When it comes to cloud security, or security on any third-party networks, the responsibility for protecting infrastructure belongs to the owner of the infrastructure. For example, it’s Amazon’s responsibility to make sure that unauthorized people can’t physically breach any of their datacenters which host AWS. But the security of a developer’s third-party hosted content is the responsibility of the developer. And a study conducted by North Carolina State University has revealed that a huge number of developers that use GitHub don’t secure their various API and cryptographic keys.
“GitHub has become the most popular platform for collaboratively editing software, yet this collaboration often conflicts with the need for software to use secret information. This conflict creates the potential for public secret leakage. In this paper, we characterize the prevalence of such leakage. By leveraging two complementary detection approaches, we discover hundreds of thousands of API and cryptographic keys leaked at a rate of thousands per day. This work not only demonstrates the scale of this problem, but also highlights the potential causes of leakage and discusses the effectiveness of existing mitigations. In so doing, we show that secret leakage via public repositories places developers at risk.”
Imagine a 50-story commercial tower where tenants tend to stash their physical keys in random spots all over a publicly accessible lobby. Someone up to no good could easily find the keys and sneak into the offices of insurance companies or dental practices in the evening and destroy those businesses if they wanted to. If the night time cleaning crew has high turnover, who would even notice before it’s too late? That’s the sort of mistake that many GitHub users are making, constantly and every day.
NCSU researchers scanned nearly 13% of GitHub’s public repositories over a timespan of about six months. As per the paper: “We find that not only is secret leakage pervasive – affecting over 100,000 repositories – but that thousands of new, unique secrets are leaked every day.” Ouch. The insecure keys range from API tokens to SSH keys to TLS certificates and more.
Here are some more gruesome details.
The researchers found a user who appeared to be exploiting YouTube in a way that could involve copyright infringement. “We found a total of 564 Google API keys in these repositories, along with indications that they were being used to bypass rate limits. Because the number of keys is so high, we suspect (but cannot confirm) that these keys may have been obtained fraudulently. We could not locate the keys elsewhere in our limited view of GitHub, but it is possible that the keys came from elsewhere on GitHub.” That not only puts developers who use YouTube APIs legitimately at risk, but possibly also Google as a whole.
A major website that’s used by millions of American college applicants that the researchers won’t name was amongst the many web services with highly vulnerable keys on GitHub. Another web service with vulnerable keys on GitHub was the website of a western European government agency. That entails AWS credentials, and puts a lot of very sensitive public sector data at serious risk! “In that case, we were able to verify the validity of the account, and even the specific developer who committed the secrets. This developer claims in their online presence to have nearly 10 years of development experience.

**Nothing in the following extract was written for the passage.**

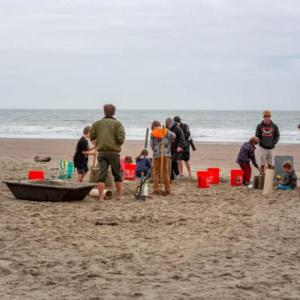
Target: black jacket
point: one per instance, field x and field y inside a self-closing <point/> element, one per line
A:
<point x="268" y="135"/>
<point x="179" y="140"/>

These examples anecdotally support our findings that developer inexperience is not a strong predictor of leaks.”
That’s one of the things that I personally found the most worrisome. These parties who are leaving their keys easy for cyber attackers to grab aren’t typically kids who are just starting to dip their toes into serious application development. These mistakes are being made more often by seasoned developers who are working for corporations and major government agencies. They are supposed to know better.
What could GitHub users do to better protect their keys? GitHub has tools that many people aren’t using, and at their peril. “The .gitignore file is intended to allow developers to specify certain files that should not be committed, and it can be used (among other things) to prevent files containing secrets from being leaked. While this is a good strategy, many developers do not use this option and some do not fully understand it. To better investigate its usage, we used the Search API to collect .gitignore files over a 3-week period in the same manner as our normal collection process. Our assumption had been that these files would not contain secrets as they should only contain path references to files. Yet, we identified 58 additional secrets from this process. While this is a small number compared to the full dataset, this finding indicates that some developers commit secrets out of fundamental misunderstandings of features like .gitignore.”
Cloud services like AWS, Microsoft Azure, Google Cloud Platform, and GitHub offer users many tools and features that can be used to help keep applications secure. And sadly, even experienced professionals aren’t using them. Remember, the security of applications in the cloud is the responsibility of developers.
But if developers are operating within your DevOps environments, you may have to take a more active role in enforcing best practices for security. Automating machine identity protection with your DevOps lifecycle will help eliminate many of the human errors that result in exposure like those we’ve seen on GitHub.
Could GitHub do a better job of teaching users how to use features such as .gitignore properly?